Alors, en pratique, soyons très attentifs dans ces temps troublés à l’invitation de Jésus Christ d’abandonner à notre tour les idoles de cette civilisation occidentale qui s’effondre sous nos pas. C’est bien en invitant les pauvres qui ne peuvent rien nous rendre, par amour de Jésus Christ qui s’identifiera à eux le jour du jugement dernier[4] , que nous contribuons à notre propre salut. Invitons nos contemporains, tant que Dieu nous en laisse encore le temps,  avec les mots de saint Jean Chrysostome, à recevoir les pauvres « sur la terrasse de votre maison exposée aux rayons du soleil [5]Si cela vous répugne, recevez au moins Jésus-Christ dans les places inférieures où sont vos animaux et vos serviteurs, que le pauvre soit au moins le portier de vos demeures; car le démon n’ose entrer là où on fait l’aumône; et si vous ne consentez à les faire asseoir près de vous, envoyez-leur au moins les miettes de votre table. » [6]

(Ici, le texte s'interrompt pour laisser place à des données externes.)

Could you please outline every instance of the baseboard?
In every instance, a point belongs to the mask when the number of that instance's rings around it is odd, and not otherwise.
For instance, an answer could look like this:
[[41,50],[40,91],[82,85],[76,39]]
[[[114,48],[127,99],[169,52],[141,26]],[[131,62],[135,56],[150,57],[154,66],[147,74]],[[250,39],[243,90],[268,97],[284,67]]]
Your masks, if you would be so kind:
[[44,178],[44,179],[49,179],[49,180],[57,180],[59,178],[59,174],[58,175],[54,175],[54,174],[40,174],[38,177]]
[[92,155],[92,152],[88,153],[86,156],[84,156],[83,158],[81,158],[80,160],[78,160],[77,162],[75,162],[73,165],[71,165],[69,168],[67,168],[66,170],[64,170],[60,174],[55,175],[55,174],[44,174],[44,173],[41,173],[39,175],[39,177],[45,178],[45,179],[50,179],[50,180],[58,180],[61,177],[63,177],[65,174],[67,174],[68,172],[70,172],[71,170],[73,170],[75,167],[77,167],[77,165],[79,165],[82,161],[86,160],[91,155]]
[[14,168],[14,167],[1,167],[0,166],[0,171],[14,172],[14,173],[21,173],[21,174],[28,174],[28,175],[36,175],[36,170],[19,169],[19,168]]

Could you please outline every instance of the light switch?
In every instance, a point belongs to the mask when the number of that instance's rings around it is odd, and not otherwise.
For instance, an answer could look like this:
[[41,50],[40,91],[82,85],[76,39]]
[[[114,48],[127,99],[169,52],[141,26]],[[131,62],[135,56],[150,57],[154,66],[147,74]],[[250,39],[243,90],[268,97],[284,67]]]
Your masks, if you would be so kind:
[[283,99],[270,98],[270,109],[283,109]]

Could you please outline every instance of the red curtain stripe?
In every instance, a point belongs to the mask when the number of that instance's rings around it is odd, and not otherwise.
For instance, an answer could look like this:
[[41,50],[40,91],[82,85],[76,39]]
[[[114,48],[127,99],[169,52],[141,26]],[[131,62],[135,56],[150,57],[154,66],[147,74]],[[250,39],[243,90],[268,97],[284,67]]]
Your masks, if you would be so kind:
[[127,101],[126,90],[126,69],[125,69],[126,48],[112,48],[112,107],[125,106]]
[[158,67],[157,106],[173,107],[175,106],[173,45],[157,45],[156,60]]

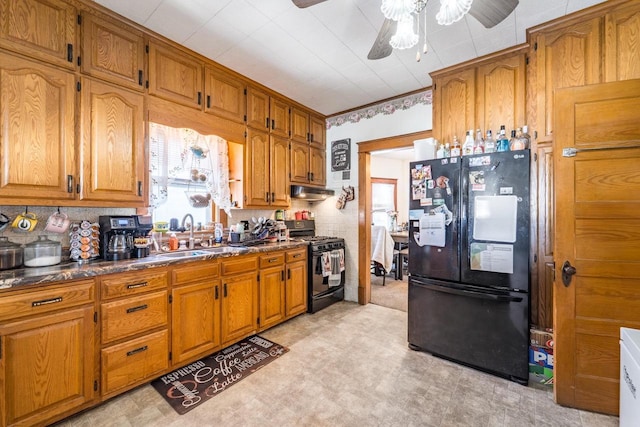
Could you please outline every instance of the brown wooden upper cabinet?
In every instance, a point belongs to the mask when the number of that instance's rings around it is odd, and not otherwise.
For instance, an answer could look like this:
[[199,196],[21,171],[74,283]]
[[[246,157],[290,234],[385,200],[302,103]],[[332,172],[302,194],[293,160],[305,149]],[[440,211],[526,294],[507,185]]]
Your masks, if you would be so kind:
[[601,18],[539,26],[529,31],[537,142],[553,140],[553,94],[556,89],[599,83],[602,75]]
[[149,40],[149,94],[202,109],[204,64],[173,46]]
[[79,198],[144,206],[144,96],[88,77],[81,93]]
[[289,111],[283,99],[249,86],[247,88],[247,125],[255,129],[268,129],[273,135],[290,137]]
[[204,72],[205,111],[244,123],[247,115],[247,86],[244,81],[211,66],[206,66]]
[[289,141],[248,129],[244,207],[289,207]]
[[0,75],[2,203],[73,201],[77,178],[73,73],[0,53]]
[[301,108],[291,108],[291,139],[325,146],[325,121]]
[[440,143],[451,143],[454,135],[475,127],[476,72],[466,68],[433,77],[433,134]]
[[306,142],[291,141],[291,183],[326,185],[326,153],[324,148]]
[[526,45],[431,74],[434,81],[433,130],[440,143],[466,131],[507,132],[526,124]]
[[145,87],[142,32],[117,20],[82,13],[81,71],[130,89]]
[[76,8],[61,0],[0,0],[0,47],[75,69]]

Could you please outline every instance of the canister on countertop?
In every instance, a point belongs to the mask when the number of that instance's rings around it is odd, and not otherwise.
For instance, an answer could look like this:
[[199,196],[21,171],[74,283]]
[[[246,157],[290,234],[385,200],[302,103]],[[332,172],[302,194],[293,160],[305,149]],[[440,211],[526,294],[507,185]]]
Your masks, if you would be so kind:
[[9,241],[8,237],[0,237],[0,270],[20,267],[22,255],[22,246]]
[[25,267],[46,267],[60,264],[62,245],[60,242],[38,236],[35,242],[27,243],[24,247]]

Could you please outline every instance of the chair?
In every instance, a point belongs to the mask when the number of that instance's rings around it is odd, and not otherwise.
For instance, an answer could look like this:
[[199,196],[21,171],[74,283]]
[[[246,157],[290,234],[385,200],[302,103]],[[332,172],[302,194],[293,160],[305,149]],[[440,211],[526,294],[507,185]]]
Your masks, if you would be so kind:
[[393,238],[385,227],[381,225],[371,227],[371,269],[376,276],[383,276],[383,286],[386,275],[393,266],[393,247]]

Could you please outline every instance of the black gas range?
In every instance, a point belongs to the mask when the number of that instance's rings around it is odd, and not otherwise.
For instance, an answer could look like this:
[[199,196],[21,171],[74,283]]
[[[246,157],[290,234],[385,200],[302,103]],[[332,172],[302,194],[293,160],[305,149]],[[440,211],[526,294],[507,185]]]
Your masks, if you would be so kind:
[[345,243],[341,237],[317,236],[314,220],[285,221],[289,237],[309,242],[307,312],[344,299]]

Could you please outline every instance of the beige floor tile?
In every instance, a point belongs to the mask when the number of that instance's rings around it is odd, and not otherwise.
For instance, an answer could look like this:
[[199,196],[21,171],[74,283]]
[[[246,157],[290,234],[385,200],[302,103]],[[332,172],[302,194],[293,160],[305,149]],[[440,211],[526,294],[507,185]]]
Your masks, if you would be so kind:
[[556,405],[550,390],[410,350],[399,310],[343,302],[262,335],[289,352],[185,415],[146,385],[58,427],[617,425]]

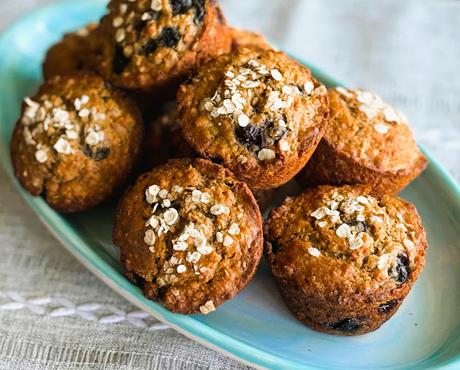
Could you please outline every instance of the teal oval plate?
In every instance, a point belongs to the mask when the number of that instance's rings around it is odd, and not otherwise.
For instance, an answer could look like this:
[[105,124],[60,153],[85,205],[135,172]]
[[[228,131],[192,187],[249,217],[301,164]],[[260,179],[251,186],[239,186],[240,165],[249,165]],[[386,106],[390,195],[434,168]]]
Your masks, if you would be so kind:
[[[113,206],[64,216],[42,198],[25,193],[13,176],[9,156],[21,100],[39,85],[47,48],[63,32],[95,21],[103,12],[103,1],[60,3],[26,16],[0,38],[0,160],[24,199],[62,244],[135,305],[187,337],[246,364],[283,369],[460,369],[460,189],[433,158],[402,194],[417,205],[427,230],[426,268],[389,322],[374,333],[350,338],[317,333],[296,321],[264,264],[238,297],[212,314],[172,314],[145,299],[123,277],[111,241]],[[327,85],[338,84],[309,67]]]

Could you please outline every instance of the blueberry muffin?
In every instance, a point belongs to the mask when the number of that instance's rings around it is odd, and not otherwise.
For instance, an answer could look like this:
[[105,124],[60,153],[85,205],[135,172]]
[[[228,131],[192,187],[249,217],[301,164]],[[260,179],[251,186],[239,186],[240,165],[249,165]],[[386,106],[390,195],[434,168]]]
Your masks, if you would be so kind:
[[63,39],[53,45],[47,52],[43,63],[45,79],[72,72],[94,69],[96,55],[97,24],[64,35]]
[[234,51],[247,47],[268,50],[273,49],[273,47],[261,34],[252,31],[240,30],[238,28],[230,28],[230,31],[232,33],[232,49]]
[[266,223],[266,256],[292,313],[311,328],[359,335],[398,309],[425,263],[415,207],[367,186],[320,186]]
[[368,91],[329,90],[330,124],[300,178],[308,185],[370,184],[397,193],[426,167],[407,120]]
[[148,169],[152,169],[172,158],[194,156],[193,149],[182,135],[176,103],[164,104],[163,112],[152,119],[146,127],[143,162]]
[[214,0],[112,0],[108,7],[98,70],[117,86],[177,87],[197,64],[231,49]]
[[177,159],[122,198],[114,242],[144,295],[184,314],[214,311],[252,279],[262,218],[249,188],[212,162]]
[[100,77],[56,76],[24,100],[11,143],[16,177],[58,211],[87,209],[123,185],[142,131],[137,106]]
[[326,128],[327,90],[281,52],[243,48],[201,66],[178,93],[185,139],[253,190],[278,187]]

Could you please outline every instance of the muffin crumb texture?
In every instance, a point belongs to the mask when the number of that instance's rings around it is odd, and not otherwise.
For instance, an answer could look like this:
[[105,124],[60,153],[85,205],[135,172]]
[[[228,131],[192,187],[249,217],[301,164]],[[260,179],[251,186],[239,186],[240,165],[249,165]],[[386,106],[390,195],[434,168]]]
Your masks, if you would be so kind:
[[147,297],[174,312],[209,313],[254,274],[261,223],[252,193],[223,167],[176,160],[128,191],[115,241],[128,276],[143,281]]
[[326,95],[283,53],[242,49],[202,67],[178,101],[195,150],[266,189],[290,180],[310,157],[324,132]]
[[100,77],[57,76],[24,99],[11,145],[16,176],[57,210],[89,208],[126,181],[142,132],[137,106]]
[[108,8],[101,21],[97,68],[124,88],[176,85],[197,64],[232,46],[212,0],[112,0]]
[[296,317],[320,331],[356,335],[396,311],[423,268],[426,239],[408,202],[373,196],[368,187],[323,186],[272,211],[266,244]]
[[401,112],[365,90],[338,87],[328,95],[329,125],[299,176],[307,185],[369,184],[397,193],[425,169]]

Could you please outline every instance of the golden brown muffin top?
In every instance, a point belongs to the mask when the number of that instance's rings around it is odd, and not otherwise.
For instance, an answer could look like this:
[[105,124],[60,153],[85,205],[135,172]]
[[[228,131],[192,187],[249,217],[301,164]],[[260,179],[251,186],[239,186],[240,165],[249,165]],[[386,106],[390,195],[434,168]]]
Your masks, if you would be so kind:
[[178,102],[184,135],[198,152],[255,173],[302,157],[312,132],[322,131],[326,95],[284,53],[243,48],[203,65]]
[[159,62],[178,58],[202,30],[205,1],[112,0],[109,3],[114,42],[126,58],[155,53]]
[[104,193],[104,185],[113,186],[126,175],[119,172],[127,171],[125,164],[131,160],[126,158],[138,151],[141,133],[137,106],[102,78],[87,73],[57,76],[33,98],[25,98],[13,137],[13,159],[35,195],[46,188],[50,196],[50,184],[61,184],[53,186],[58,193],[85,179],[90,187],[93,181],[101,182],[99,175],[113,170],[100,184]]
[[81,70],[92,70],[97,52],[98,25],[90,23],[79,30],[67,33],[47,52],[43,63],[45,79]]
[[208,313],[247,283],[262,253],[251,192],[209,161],[174,160],[143,175],[118,217],[125,266],[171,310]]
[[106,144],[119,140],[113,130],[116,122],[134,120],[111,95],[102,79],[81,75],[56,77],[34,98],[26,97],[20,124],[35,161],[52,164],[59,156],[76,153],[105,159],[110,154]]
[[259,33],[230,28],[233,39],[233,50],[254,47],[259,49],[274,49],[268,41]]
[[214,55],[231,47],[229,33],[218,34],[225,19],[211,0],[112,0],[108,9],[98,67],[123,87],[162,85],[188,73],[202,49]]
[[382,172],[416,166],[422,154],[401,112],[359,89],[330,89],[329,101],[324,140],[337,152]]
[[365,186],[320,186],[288,198],[266,230],[287,275],[340,289],[396,288],[421,269],[426,247],[415,207]]

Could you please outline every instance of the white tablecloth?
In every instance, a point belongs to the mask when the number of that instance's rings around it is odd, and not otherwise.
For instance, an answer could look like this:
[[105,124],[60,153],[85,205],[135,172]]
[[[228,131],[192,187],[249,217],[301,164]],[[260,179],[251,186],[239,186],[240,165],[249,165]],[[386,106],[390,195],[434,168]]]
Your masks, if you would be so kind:
[[[75,0],[77,1],[77,0]],[[49,0],[1,0],[0,28]],[[350,86],[405,111],[417,139],[460,180],[460,1],[223,0]],[[139,312],[46,231],[0,172],[0,368],[244,368]]]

[1] Voyez la chronique de la gratuité « Pourquoi inviter les pauvres, les estropiés, les boiteux, et les aveugles à nos réceptions – partie I »

[2] Cf (Mt VII, 12)

[3] Saint Grégoire de Nysse, commentaire de (Lc XIV, 13-14) cité par saint Thomas d’Aquin dans Catena Aurea

[4] Relisez sur ce point le chapitre XXV de l’évangile en saint Matthieu

[5] (Jos 2, 6; Jg 16, 27; 1 R 9, 15; 2 R 11, 2; 16, 11)

[6] Saint Jean Chrysostome, commentaire de (Lc XIV, 13-14) cité par saint Thomas d’Aquin dans Catena Aurea et homélie 45 sur les Actes.